… I can appreciate that part of my soul shares something with that of plants and flowers and vegetables. Why else would I have a ficus in my living room, a garden of herbs and tomatoes just outside the house, and peonies and orchids blossoming around me? Are they just physically there like the furniture, or are we cousins of a sort? Am I more at home with this vegetative life? Thomas Moore*
Since my recent relocation to Southland New Zealand, I have been searching for a sense of what home means to me. I didn’t relocate for my own job– my husband accepted a position here, and I am more than happy to accompany him on this adventure. But a sense of home is critically important to finding my place and purpose. In some ways I have been trying to work this out for more than a decade, as I designed a new life after a divorce. Fifteen years ago I drove away from my house that I had helped to design and build and raise two children in — a house across the street from where I had grown up — to live alone several towns away in an apartment over a barn. I had no idea what would happen to me next or where I would end up. There have been seven moves since. In my wildest dreams I never imagined I would end up on the bottom of this far-flung island in the South Pacific, over 9000 miles from New England.
It’s easy for me to say that the first element of home is having loved ones nearby. No structure, garden, neighborhood, beach or mountain vista can replace the need I have to be close to my family. The bridge we used to move here was family, in fact, because two of my stepdaughters had settled here and now we have Kiwi grandchildren and a growing clan. But I still had to leave family, friends, and loved ones in the US. How did people bear to do this before the days of Facetime, Skype,Facebook, and Air New Zealand? I can’t even imagine the sense of loss and distance. Many people here emigrated from the British Isles, over 11,000 miles away. The Maoris arrived here from other islands, voyaging in canoes across dangerous oceans.
I have noticed that in New Zealand we are not only privileged to enjoy the natural scenery, but that the people here really know how to garden. The most modest of homes often are bedecked in flowers, garden trellises, and shrubbery with a tiny glasshouse in the back yard near the shed. In fact, yards are not a big deal at all (except for use as grazing or sport!) Hedges, paths, flowering shrubs, raised boxes, vines, fruits and veggies are worked around the homes amidst the sheep pens, pastures and bush.

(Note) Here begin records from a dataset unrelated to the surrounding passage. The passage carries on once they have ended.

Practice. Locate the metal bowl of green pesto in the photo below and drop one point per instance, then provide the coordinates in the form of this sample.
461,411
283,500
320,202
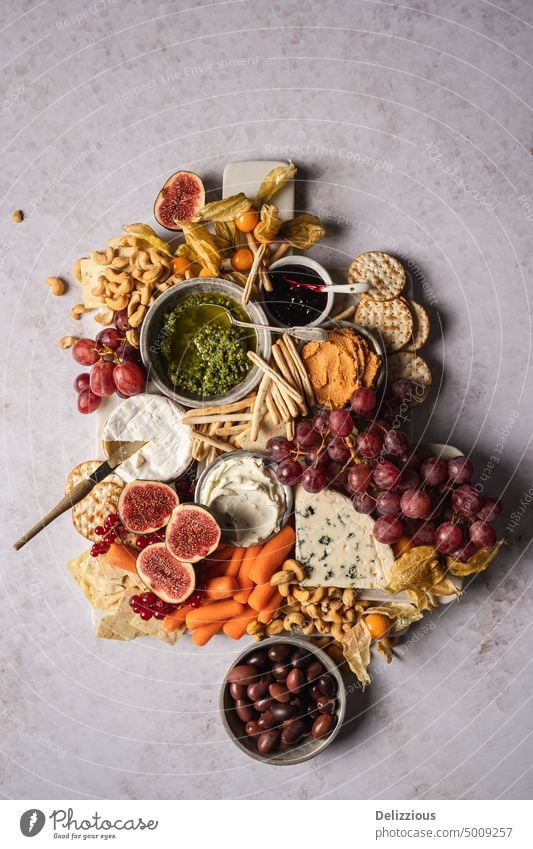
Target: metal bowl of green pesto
192,352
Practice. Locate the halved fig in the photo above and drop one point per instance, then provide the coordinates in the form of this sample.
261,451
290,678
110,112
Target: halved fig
192,533
146,506
179,200
167,577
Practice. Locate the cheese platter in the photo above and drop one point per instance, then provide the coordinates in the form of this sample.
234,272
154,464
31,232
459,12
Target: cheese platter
275,491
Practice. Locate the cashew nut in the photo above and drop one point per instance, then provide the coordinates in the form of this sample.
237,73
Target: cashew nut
67,341
57,285
77,311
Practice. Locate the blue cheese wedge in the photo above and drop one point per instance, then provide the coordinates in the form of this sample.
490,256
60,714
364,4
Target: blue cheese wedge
335,544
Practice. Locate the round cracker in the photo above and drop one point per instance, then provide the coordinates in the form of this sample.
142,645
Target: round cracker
410,365
92,510
83,470
420,326
391,319
383,272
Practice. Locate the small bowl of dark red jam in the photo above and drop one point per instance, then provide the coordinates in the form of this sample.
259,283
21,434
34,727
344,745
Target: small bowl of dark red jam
293,302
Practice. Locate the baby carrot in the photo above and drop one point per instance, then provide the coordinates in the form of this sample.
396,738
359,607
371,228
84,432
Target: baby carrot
219,588
217,611
243,578
236,627
274,552
202,635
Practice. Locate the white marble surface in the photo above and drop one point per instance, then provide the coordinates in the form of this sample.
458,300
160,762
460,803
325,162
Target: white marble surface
386,108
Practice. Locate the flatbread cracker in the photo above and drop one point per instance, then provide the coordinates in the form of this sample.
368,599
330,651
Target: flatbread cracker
383,272
392,320
408,364
420,333
93,509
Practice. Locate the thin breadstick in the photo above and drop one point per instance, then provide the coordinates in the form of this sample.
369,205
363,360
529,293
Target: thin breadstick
209,440
277,378
258,407
221,408
279,400
272,409
304,377
344,315
217,417
278,253
246,292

I sometimes question whether I should “invest” the effort and expense to develop the gardens around this house because I may only be here a few short years. But then I realize that the simplest acts of cultivation around the place brings me happiness: for instance, raking away the old leaves reveals some lovely rocks that were carefully placed by a former inhabitant. And the hassle of setting up a new raised veggie box will be worth it when I can step outside and collect fresh greens for dinner. There is no better way to connect with a home than to grow and cook your food.
It will be a while before this feels like where I belong, but I think I have found one of the paths—and I can gaze at it from my window.